Patient Portal Security Considerations

Posted on by Frank J. Rosello

As healthcare facilities launch their own patient portals, technology is only the first step. Administrators are learning that decisions need to be made on everything from patient login protocols to support for patient record revisions.

HIPAA regulations, always a primary concern when patient records are involved, are far from clear cut and that means administrators need to carefully consider the choices, says Adam Greene, a lawyer and consultant on HIPAA-related issues with his firm Davis Wright Tremaine LLP. He spoke at the AHIMA annual conference in Atlanta on October 28.

Even the question of how to provide account logins requires serious attention, Greene said. Patient records must secure, but complex password requirements may create the impression that a provider is in the position of denying a patient access to his records. Greene advised against requiring high-security protocols for passwords that require multiple character sets: “You need to have password security that is not so strong that users can’t get in.”

Healthcare providers need to take reasonable care with logins and other security measures to guard against unauthorized intruders into their record systems.
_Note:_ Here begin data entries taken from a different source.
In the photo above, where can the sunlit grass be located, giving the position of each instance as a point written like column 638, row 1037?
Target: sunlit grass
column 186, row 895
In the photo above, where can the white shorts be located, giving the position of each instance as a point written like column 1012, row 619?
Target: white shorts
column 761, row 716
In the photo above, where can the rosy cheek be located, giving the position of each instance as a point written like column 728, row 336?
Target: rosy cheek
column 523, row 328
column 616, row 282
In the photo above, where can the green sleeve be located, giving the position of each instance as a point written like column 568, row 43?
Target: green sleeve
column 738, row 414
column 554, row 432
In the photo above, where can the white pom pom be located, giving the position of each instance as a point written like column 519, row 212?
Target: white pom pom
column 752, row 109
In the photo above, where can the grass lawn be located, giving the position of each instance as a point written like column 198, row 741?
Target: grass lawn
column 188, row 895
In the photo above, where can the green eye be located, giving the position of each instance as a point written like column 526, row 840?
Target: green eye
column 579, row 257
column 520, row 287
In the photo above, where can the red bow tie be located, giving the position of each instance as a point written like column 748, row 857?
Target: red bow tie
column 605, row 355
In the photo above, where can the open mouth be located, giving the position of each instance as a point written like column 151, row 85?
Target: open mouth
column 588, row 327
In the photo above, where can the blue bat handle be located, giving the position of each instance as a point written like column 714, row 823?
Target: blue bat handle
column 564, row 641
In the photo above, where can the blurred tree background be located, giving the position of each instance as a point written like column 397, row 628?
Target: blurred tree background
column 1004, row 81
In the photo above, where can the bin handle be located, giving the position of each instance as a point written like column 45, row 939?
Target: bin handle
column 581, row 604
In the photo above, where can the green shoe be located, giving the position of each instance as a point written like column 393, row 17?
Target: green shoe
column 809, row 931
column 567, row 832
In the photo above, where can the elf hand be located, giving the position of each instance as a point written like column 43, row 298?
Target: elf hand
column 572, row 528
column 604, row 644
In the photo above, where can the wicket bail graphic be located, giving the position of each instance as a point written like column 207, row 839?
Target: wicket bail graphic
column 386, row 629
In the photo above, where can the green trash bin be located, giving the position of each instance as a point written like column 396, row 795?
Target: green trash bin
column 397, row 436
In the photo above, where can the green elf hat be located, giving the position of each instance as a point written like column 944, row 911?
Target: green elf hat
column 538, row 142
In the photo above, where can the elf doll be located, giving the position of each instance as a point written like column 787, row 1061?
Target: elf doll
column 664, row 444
But once reasonable care is taken, the organization has met its responsibility. For example, if account login information is provided to patients, and the patient does not properly protect the document, a provider is not at fault as long as reasonable care was taken when the information was in the care of staff. “If they lose their data, that’s not your fault,” Greene told the audience of about 200.

Greene also advised the audience that under meaningful use rules, providers need to give patients access to their records in the form that they request. “The law gives patients the right to request records by email, he said. “You can’t deny access because it’s your policy. The law trumps policy.”
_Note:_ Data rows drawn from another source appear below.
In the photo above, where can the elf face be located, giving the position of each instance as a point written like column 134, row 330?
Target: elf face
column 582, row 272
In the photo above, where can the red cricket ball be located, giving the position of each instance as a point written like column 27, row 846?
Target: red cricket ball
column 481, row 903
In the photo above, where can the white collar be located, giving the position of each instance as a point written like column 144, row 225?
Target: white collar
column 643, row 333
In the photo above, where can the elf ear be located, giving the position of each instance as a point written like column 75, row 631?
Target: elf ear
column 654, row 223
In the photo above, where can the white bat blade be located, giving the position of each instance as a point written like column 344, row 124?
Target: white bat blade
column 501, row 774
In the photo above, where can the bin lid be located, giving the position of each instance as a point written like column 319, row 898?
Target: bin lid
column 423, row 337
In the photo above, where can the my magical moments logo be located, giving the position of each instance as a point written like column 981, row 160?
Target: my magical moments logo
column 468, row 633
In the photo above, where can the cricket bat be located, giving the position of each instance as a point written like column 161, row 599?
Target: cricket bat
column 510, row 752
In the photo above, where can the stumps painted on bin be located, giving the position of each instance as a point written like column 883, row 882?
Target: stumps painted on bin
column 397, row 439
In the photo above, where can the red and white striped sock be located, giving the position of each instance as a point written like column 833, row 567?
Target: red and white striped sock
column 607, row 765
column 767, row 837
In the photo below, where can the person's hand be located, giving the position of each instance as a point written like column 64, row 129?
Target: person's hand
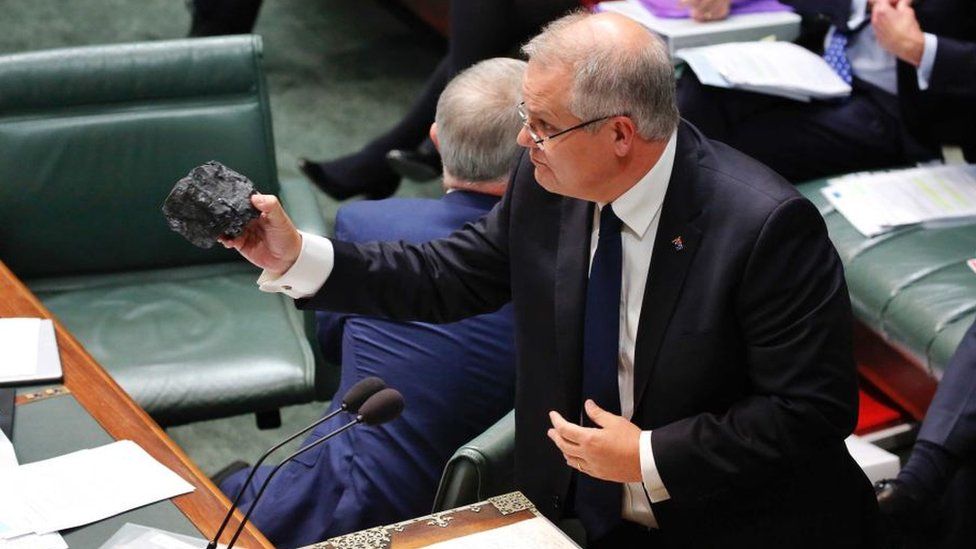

Patient portals will also introduce a level of interaction that may require additional staff. HIPAA’s Right of Amendment gives patients the right to request amendment of their records. Greene has observed that for some facilities, after a patient portal was deployed, there was a 100 percent increase in the number of requests for amendments to records. While some of the requests were frivolous (correcting spelling mistakes), he said, others were very much beneficial, such as correcting the record to show it was a right leg with a problem, not the left leg.
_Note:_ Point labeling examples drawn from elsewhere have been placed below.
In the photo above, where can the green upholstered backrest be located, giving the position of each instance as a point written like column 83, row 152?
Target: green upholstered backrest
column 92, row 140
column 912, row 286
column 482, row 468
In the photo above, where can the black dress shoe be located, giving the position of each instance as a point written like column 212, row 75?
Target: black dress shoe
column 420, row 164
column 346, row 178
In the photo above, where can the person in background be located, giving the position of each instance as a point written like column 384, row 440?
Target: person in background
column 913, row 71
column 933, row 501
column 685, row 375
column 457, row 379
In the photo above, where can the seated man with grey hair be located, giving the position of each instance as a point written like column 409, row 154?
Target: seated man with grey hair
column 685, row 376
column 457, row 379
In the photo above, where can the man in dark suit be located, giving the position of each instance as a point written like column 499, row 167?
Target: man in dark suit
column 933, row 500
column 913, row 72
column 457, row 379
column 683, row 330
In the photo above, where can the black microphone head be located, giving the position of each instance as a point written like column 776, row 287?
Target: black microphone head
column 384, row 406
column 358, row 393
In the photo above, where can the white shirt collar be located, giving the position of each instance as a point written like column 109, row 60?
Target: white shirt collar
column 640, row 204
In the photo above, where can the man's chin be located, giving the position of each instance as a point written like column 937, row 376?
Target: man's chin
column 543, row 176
HIPAA’s “right of access” rules state that patients are entitled to their “designated record set,” which includes medical and billing records. But questions arise because healthcare providers are also required to provide access to “other records used to make decisions about a patient.” And HIPAA also permits an entity to deny access to records that are “likely to endanger life or physical safety” of a patient.

Finally, Greene advised, before launching a patient portal, the entire team needs to be ready to support it and to ensure that it is working as expected. Penetration testing is essential to provide security. For example, in some patient portals, after displaying one patient’s record, a different patient’s record could be displayed simply be editing the URL in the browser.